The ruggers repeatedly kept practicing – without total success – an odd-looking play that looks like a cross between a dress rehearsal for a ballet and a carnival game someone’s not very good at. The hooker, or team member who kicks the ball backwards in a scrum, tried to throw the swollen rugby ball up into the air so that a teammate, hoisted into the air by two other teammates (this is the ballet-looking part), can catch the ball.
Isaac Ramirez, a hefty 240-pounder who also plays football for La Jolla High, explained that this inbounds play is called a line-out, one of many foreign elements in a sport that’s growing more and more popular among high school athletes, both boys and girls, these days.
The challenges in the line-out include the inbounder’s skill in accurately spinning the awkward-looking ball (originally made out of pigs’ bladders) for a good throw, and the hoisted player’s ability to grab the ball at the height of his jump. It’s easy for the latter to topple over as he is lifted up. With either a bad throw or the flyer not peaking at the right moment, the play goes awry. That happened over and over at the Viking practice.

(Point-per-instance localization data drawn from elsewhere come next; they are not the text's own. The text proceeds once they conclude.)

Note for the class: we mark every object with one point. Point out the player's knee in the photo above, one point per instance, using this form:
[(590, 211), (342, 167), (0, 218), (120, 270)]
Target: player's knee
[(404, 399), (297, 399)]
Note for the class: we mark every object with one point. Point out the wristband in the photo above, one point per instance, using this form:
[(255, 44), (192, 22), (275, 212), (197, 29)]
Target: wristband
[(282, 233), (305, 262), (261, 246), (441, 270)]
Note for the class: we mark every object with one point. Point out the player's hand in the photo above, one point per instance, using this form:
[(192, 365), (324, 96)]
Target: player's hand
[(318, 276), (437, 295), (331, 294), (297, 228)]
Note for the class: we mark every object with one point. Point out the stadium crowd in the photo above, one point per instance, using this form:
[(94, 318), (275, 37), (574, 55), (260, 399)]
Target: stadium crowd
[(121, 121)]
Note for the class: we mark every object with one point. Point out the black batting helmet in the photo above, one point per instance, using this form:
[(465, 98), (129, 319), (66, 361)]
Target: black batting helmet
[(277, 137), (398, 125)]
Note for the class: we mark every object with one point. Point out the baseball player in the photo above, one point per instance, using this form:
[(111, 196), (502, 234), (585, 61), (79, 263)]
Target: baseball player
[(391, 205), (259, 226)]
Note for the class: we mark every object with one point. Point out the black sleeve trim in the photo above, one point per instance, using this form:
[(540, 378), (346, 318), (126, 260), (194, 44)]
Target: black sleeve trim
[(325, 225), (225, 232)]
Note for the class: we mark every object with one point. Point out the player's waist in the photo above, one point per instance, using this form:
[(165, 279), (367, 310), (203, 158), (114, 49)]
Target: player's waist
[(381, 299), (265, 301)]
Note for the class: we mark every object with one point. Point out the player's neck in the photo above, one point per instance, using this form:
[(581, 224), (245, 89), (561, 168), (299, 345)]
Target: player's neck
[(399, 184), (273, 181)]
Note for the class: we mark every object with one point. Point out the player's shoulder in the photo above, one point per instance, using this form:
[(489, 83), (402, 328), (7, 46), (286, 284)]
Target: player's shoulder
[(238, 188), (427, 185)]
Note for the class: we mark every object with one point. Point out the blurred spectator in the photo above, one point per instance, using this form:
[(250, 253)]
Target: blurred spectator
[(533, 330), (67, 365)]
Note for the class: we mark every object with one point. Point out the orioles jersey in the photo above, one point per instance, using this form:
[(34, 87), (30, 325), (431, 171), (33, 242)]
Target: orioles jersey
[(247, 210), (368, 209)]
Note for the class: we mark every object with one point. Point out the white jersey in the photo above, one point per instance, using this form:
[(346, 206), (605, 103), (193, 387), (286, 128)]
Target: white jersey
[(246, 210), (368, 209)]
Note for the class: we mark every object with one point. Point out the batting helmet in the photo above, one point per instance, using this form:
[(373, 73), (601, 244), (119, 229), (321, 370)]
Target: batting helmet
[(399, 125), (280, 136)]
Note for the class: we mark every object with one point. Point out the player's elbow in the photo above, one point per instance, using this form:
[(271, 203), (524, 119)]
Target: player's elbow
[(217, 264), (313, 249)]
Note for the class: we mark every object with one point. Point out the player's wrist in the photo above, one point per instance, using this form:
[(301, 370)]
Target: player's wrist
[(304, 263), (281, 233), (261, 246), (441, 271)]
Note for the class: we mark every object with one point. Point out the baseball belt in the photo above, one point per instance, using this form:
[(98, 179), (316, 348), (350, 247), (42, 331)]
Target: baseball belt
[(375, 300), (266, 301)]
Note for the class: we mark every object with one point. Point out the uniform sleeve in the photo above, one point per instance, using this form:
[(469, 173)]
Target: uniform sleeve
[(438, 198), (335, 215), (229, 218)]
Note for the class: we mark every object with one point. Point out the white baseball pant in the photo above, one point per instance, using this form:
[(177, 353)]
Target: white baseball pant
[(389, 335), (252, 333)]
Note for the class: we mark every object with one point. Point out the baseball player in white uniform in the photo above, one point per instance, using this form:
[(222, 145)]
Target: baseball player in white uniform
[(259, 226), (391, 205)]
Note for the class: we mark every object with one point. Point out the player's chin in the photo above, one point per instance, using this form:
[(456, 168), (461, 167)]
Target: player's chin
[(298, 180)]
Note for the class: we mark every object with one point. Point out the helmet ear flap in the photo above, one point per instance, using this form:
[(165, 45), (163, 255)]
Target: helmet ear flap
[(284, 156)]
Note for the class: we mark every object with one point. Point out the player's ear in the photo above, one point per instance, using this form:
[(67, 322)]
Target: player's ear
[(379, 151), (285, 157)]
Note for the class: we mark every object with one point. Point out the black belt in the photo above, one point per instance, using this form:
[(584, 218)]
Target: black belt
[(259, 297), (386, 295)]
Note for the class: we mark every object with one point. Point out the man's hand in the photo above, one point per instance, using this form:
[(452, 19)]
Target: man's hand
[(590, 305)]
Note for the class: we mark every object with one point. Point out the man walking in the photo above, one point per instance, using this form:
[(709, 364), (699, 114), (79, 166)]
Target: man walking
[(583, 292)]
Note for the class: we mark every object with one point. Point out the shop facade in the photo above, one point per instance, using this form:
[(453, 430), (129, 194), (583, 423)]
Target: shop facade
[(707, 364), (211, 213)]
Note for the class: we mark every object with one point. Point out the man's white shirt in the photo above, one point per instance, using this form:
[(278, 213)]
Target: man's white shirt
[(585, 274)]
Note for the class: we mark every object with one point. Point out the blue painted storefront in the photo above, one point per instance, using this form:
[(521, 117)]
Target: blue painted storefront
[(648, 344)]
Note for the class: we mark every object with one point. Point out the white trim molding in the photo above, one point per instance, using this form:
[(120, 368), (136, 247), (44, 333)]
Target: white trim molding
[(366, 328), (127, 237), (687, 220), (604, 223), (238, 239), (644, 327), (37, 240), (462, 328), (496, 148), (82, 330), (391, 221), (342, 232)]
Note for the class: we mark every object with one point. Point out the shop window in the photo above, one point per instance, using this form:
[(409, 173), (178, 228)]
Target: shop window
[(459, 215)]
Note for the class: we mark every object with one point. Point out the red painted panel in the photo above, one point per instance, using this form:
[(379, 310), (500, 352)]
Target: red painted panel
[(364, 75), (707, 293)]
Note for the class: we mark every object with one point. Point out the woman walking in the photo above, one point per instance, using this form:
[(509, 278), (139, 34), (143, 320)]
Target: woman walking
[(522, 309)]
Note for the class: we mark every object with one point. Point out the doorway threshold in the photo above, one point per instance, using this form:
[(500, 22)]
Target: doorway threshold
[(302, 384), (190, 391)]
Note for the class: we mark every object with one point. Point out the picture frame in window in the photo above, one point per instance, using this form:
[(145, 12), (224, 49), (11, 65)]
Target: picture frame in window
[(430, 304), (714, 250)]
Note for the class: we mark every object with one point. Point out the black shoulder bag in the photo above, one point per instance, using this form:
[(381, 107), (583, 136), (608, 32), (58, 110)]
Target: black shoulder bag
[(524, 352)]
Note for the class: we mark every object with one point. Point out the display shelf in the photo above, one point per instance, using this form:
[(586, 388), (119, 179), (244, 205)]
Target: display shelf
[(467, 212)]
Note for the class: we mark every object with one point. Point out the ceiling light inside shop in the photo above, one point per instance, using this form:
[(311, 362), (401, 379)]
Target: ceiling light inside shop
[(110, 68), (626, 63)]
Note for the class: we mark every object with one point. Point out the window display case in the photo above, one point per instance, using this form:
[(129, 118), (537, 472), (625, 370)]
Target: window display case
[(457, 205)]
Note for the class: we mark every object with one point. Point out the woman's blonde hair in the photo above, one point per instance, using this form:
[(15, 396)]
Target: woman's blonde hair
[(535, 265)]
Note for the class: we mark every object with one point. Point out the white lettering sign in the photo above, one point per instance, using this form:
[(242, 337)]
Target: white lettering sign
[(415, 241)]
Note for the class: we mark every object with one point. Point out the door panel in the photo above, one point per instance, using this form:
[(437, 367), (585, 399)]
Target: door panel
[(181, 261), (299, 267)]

A basic challenge in the sport is just learning to throw the ball, which resembles a mini Goodyear blimp, about 11 inches long. It is spun with both hands gripping it near the middle, kind of like on an underhanded lateral in football.
“Backs are quicker, forwards are bigger,” Dirk Germon, a Viking sophomore, simplified for a novice. The two worked out in separate groups on skills and tactics during part of the practice on the LJHS softball field under head coach Bill Leversee and his assistant coaches. The fog rolled in on this Thursday evening, adding to the exotic feeling of the British-originating sport. “We practice until it gets too dark to see,” said Leversee.
Another basic is the ball can only be passed backwards, kicked forward. An exciting play, the articulate Germon related, is when the scrum half, kind of like the quarterback, fakes a pass to the fly half, then runs up the middle with the ball to put it down.
“Rugby is 35 minutes of continuous play,” related Thomas Evans, a senior statesman among his teammates. A try is a scoring play in which an offensive player is able to reach the goal line and places the ball down. It’s worth five points. A kick through the goalposts after the try is worth one point for a total six points, the highest you can get in one scoring sequence.
Zach Jacobs, father of Tucker Jacobs, former Viking football and rugby star, pointed out that La Jolla graduated 10 of its 15 seniors from last year’s team that won the championship. “As a result, we’re kind of in a rebuilding year,” he said.
“It’s intense. It’s physical,” Max Smith, 15, said of the sport. He is a sophomore who shares his skills between football and rugby. “You have to want to hit. You have to let everything go and not worry about getting injured.”